Алистер Маклин - Дрейфующая станция «Зет». Караван в Ваккарес
Кзерда, согнувшись, положил последний камень на вершину холмика, который вырос у подножия обвала, выпрямился и посмотрел на дело своих рук, удовлетворенно кивнул и жестом показал сообщникам на выход из пещеры. Они пошли. Кзерда последний раз взглянул на продолговатый каменный холм, снова кивнул и пошел вслед за остальными.
Выйдя из пещеры под необыкновенно яркое сияние лунного света, заливавшего Альпы, Кзерда подозвал к себе сына. Тот замедлил шаг и позволил спутникам уйти вперед.
Кзерда тихо спросил:
— Как ты думаешь, Ференц, будут ли среди нас еще доносчики?
— Я не знаю. — Ференц пожал плечами. — Я не доверяю Джозефу и Паулу, но, возможно, зря.
— Ты будешь следить за ними, Ференц, не так ли?
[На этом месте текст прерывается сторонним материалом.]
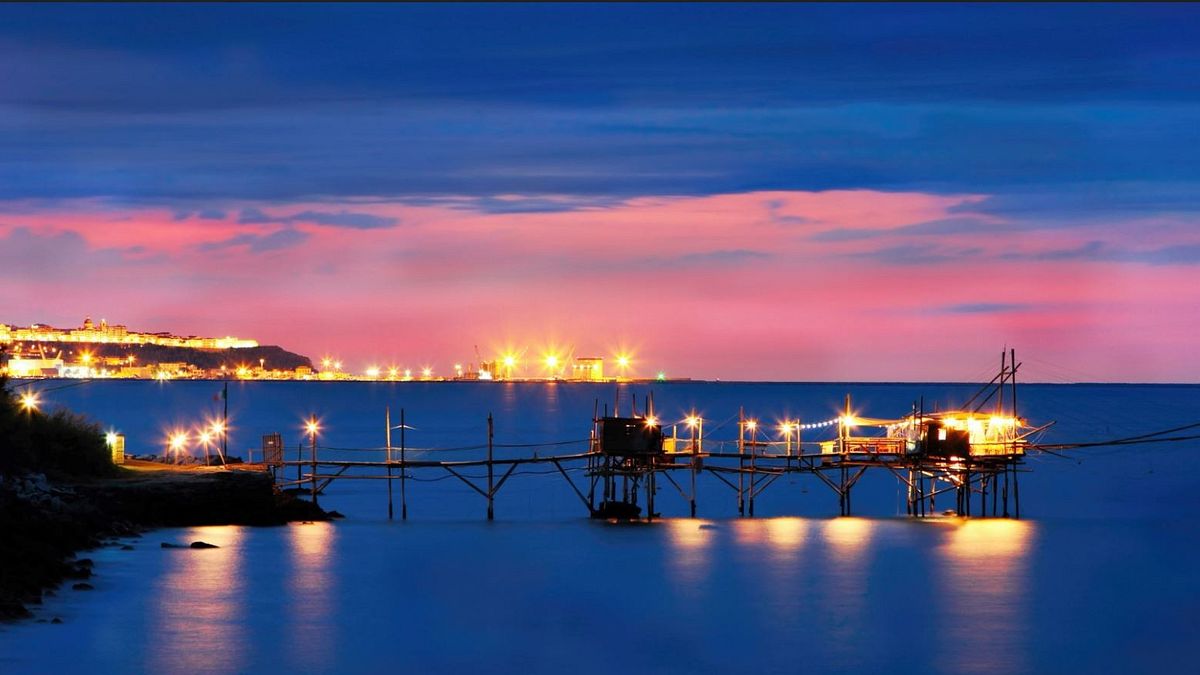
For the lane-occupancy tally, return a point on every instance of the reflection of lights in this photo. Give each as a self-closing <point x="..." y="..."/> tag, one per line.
<point x="688" y="535"/>
<point x="29" y="401"/>
<point x="847" y="536"/>
<point x="201" y="603"/>
<point x="785" y="535"/>
<point x="978" y="541"/>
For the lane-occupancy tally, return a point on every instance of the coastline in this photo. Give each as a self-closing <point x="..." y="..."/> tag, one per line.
<point x="45" y="525"/>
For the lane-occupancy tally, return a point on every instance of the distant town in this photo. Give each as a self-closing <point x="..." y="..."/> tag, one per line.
<point x="113" y="351"/>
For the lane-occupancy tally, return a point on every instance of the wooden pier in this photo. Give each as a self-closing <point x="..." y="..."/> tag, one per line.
<point x="966" y="461"/>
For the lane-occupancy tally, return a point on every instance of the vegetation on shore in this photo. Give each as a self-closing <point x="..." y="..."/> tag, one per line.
<point x="60" y="494"/>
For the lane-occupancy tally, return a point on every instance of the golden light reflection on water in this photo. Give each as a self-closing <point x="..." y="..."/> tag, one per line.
<point x="845" y="542"/>
<point x="311" y="586"/>
<point x="201" y="605"/>
<point x="984" y="575"/>
<point x="690" y="541"/>
<point x="846" y="537"/>
<point x="785" y="536"/>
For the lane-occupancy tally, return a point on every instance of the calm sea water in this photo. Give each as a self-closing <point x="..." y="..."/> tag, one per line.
<point x="1098" y="577"/>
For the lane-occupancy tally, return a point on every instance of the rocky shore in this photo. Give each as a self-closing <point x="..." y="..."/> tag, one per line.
<point x="43" y="524"/>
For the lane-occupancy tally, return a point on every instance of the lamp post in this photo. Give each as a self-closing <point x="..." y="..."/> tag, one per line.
<point x="312" y="426"/>
<point x="205" y="437"/>
<point x="696" y="424"/>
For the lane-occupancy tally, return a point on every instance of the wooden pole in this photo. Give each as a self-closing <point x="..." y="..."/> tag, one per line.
<point x="312" y="437"/>
<point x="1017" y="491"/>
<point x="403" y="471"/>
<point x="694" y="458"/>
<point x="742" y="463"/>
<point x="388" y="425"/>
<point x="225" y="424"/>
<point x="490" y="470"/>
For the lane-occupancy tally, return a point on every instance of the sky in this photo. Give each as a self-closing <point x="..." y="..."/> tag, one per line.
<point x="843" y="192"/>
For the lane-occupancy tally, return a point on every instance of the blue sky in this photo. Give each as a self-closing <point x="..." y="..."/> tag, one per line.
<point x="1048" y="136"/>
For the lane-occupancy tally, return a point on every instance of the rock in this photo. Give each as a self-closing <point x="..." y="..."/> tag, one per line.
<point x="78" y="573"/>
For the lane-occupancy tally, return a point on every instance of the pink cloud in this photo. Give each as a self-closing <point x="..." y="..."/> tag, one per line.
<point x="719" y="286"/>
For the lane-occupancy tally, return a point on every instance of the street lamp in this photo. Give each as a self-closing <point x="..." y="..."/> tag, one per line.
<point x="312" y="426"/>
<point x="177" y="443"/>
<point x="205" y="437"/>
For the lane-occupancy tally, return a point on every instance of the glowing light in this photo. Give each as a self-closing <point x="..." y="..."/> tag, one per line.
<point x="29" y="401"/>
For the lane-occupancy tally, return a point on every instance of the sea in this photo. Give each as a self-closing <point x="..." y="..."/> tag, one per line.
<point x="1098" y="575"/>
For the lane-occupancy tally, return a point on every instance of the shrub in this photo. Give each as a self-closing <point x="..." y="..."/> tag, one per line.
<point x="59" y="443"/>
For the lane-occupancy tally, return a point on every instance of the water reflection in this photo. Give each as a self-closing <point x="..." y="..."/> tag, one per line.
<point x="846" y="542"/>
<point x="846" y="538"/>
<point x="311" y="587"/>
<point x="201" y="605"/>
<point x="690" y="542"/>
<point x="785" y="536"/>
<point x="984" y="575"/>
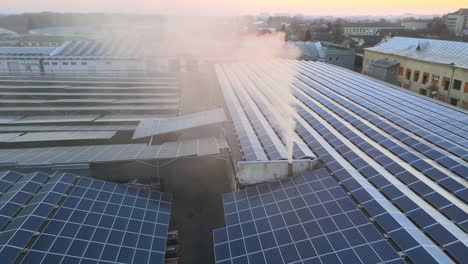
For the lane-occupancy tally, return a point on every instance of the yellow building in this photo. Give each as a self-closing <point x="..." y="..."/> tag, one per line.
<point x="435" y="68"/>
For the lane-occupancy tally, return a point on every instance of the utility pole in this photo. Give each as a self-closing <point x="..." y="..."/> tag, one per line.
<point x="451" y="82"/>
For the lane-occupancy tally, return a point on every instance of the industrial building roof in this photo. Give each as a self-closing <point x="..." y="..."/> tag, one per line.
<point x="26" y="51"/>
<point x="429" y="50"/>
<point x="402" y="157"/>
<point x="304" y="219"/>
<point x="88" y="154"/>
<point x="65" y="218"/>
<point x="157" y="126"/>
<point x="111" y="48"/>
<point x="385" y="63"/>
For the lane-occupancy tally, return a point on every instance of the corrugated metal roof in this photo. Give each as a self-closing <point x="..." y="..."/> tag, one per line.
<point x="430" y="50"/>
<point x="37" y="51"/>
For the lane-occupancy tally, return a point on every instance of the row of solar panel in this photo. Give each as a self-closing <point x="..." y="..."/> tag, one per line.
<point x="445" y="140"/>
<point x="249" y="142"/>
<point x="400" y="234"/>
<point x="442" y="116"/>
<point x="264" y="99"/>
<point x="94" y="48"/>
<point x="103" y="153"/>
<point x="421" y="165"/>
<point x="305" y="219"/>
<point x="415" y="143"/>
<point x="318" y="110"/>
<point x="117" y="223"/>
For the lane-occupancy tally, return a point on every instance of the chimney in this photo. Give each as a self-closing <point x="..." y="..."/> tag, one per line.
<point x="290" y="169"/>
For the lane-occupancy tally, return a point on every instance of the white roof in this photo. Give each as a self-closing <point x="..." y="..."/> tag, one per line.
<point x="431" y="50"/>
<point x="26" y="50"/>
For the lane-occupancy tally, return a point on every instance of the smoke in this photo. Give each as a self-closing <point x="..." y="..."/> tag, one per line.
<point x="211" y="40"/>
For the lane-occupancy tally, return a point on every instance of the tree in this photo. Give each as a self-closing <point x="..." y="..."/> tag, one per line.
<point x="29" y="23"/>
<point x="438" y="27"/>
<point x="307" y="36"/>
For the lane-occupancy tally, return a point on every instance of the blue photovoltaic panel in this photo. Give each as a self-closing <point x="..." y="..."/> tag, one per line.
<point x="304" y="219"/>
<point x="66" y="219"/>
<point x="401" y="156"/>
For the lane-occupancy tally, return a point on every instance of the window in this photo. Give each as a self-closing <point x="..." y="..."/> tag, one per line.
<point x="416" y="76"/>
<point x="456" y="84"/>
<point x="425" y="78"/>
<point x="408" y="74"/>
<point x="453" y="101"/>
<point x="446" y="83"/>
Как следил за бедным Александре. — Кзерда перекрестился: — Прости, Господи, его грешную душу.
— Я буду следить за ними, отец. — Ференц замолчал, так как все было ясно. — Мы будем в отеле через час. Как ты думаешь, мы получим много денег сегодня вечером?
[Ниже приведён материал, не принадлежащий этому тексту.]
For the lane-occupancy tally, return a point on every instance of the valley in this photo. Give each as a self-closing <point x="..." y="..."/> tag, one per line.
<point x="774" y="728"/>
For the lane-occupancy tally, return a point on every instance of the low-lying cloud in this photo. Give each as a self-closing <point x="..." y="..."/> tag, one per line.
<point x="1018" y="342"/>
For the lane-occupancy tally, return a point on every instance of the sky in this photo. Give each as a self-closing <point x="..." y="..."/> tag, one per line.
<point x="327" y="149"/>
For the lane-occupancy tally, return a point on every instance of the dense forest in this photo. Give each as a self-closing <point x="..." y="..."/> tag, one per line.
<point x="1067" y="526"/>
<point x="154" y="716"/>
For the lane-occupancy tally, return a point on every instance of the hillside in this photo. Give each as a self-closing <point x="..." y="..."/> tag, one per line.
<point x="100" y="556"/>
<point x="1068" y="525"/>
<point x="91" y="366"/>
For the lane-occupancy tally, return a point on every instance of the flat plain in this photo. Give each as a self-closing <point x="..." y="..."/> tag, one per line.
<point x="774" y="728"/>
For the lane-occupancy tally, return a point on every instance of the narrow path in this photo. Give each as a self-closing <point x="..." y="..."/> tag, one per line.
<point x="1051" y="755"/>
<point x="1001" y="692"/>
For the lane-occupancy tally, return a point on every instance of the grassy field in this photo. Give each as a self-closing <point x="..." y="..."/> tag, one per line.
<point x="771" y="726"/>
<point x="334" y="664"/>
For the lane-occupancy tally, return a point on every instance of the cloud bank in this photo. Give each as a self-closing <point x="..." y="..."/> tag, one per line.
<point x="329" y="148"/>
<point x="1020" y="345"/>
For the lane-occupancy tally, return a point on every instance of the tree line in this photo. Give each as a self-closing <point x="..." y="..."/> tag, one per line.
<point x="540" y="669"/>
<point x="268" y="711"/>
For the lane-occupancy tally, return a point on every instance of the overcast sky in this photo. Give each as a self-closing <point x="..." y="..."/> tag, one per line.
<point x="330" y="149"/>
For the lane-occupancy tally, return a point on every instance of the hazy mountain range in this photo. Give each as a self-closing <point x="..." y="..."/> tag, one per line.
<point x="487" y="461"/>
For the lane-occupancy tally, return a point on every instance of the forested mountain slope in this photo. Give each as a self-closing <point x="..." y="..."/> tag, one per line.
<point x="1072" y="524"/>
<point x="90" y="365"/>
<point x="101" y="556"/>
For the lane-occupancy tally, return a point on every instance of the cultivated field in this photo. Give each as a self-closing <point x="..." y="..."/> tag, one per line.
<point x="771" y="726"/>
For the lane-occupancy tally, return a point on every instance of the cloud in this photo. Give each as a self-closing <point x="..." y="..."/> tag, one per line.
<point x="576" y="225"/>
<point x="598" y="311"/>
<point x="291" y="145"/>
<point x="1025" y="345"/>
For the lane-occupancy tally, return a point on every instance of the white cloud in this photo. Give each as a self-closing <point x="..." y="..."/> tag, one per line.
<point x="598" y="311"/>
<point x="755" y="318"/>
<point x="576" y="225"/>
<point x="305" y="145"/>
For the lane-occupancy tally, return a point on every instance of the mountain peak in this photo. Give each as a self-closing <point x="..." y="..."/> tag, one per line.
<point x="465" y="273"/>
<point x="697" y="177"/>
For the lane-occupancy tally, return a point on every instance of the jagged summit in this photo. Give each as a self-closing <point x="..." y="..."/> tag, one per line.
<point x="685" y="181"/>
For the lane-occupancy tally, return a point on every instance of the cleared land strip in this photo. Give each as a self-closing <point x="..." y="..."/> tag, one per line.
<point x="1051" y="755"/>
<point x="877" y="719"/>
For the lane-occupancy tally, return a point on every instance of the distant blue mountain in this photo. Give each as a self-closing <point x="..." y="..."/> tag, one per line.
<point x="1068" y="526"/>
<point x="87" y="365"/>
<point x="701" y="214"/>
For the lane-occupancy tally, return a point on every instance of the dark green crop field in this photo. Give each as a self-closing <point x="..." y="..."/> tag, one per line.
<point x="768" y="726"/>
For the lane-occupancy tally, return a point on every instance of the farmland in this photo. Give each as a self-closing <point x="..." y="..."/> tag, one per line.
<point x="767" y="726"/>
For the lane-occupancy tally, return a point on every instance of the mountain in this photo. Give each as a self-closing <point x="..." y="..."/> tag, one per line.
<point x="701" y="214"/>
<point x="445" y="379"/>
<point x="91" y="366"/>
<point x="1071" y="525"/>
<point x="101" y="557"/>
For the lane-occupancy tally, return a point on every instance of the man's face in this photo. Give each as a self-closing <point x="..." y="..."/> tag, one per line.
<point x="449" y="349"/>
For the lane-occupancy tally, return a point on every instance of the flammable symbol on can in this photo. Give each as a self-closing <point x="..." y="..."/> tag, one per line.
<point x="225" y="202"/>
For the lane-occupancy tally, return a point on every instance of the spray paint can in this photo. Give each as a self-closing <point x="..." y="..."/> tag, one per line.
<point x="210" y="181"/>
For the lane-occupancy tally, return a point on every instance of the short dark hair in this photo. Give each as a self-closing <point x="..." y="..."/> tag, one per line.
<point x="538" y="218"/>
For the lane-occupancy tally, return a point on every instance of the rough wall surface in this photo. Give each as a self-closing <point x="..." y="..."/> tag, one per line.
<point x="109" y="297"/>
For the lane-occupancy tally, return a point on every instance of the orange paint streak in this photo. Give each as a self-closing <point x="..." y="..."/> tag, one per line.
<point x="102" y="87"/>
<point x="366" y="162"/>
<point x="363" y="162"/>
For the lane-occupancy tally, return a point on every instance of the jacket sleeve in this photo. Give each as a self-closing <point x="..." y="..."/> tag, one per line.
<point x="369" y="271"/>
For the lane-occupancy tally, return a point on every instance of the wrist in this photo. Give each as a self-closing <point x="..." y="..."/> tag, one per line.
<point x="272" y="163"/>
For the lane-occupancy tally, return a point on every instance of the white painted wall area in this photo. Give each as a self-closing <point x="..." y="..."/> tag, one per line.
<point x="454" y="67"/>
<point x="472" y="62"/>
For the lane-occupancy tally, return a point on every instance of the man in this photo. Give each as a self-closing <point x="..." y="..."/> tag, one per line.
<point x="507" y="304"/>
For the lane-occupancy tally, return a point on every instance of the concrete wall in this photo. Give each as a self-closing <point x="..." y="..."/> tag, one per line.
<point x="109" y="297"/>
— Кто знает, сколько монет ленивые и глупые богачи бросят нам. У нас нет казначея в этом чертовом отеле, хотя мы посещаем его почти сто лет и должны будем посещать и впредь, — тяжело вздохнул Кзерда. — Все складывается таким образом, сын мой Ференц, именно таким образом, и ты никогда не должен забывать этого.
— Да, отец, — сказал Ференц, исполненный чувства долга, и быстро убрал нож.
Тихо и незаметно пятеро цыган вернулись в свой лагерь и расположились отдельно друг от друга с внешней стороны круга, в котором сидели остальные цыгане, пребывавшие в состоянии тихой, счастливой грусти, навеянной цыганской музыкой, которая достигла крещендо. В жаровнях еще теплился огонь, и слабый отблеск растворялся в лунном свете. Достигнув апогея, музыка резко оборвалась, музыканты низко поклонились публике, вызвав бурные рукоплескания, и громче всех аплодировал Кзерда, словно на концерте Хейфеца в Карнеги–Холл. Но даже когда цыган хлопал, его взгляд беспокойно блуждал вокруг, пока не остановился на отвесной известняковой скале, одна из пещер которой совсем недавно стала могилой.
Глава 1
Отвесные стены Ле Боу, разорванные и расколотые трещинами, словно от ударов гигантского топора, и мрачные развалины древней крепости — самые уродливые и наводящие ужас руины в Европе. Во всяком случае, так гласит местный справочник. Далее там говорится: «…Столетия прошли после гибели Ле Боу. Он представляет собой открытые захоронения, грозный и наводящий ужас памятник средневековому городу, который жил насилием и исчез в агонии. Взглянуть на Ле Боу — значит взглянуть в лицо смерти, навечно запечатленной в камне…»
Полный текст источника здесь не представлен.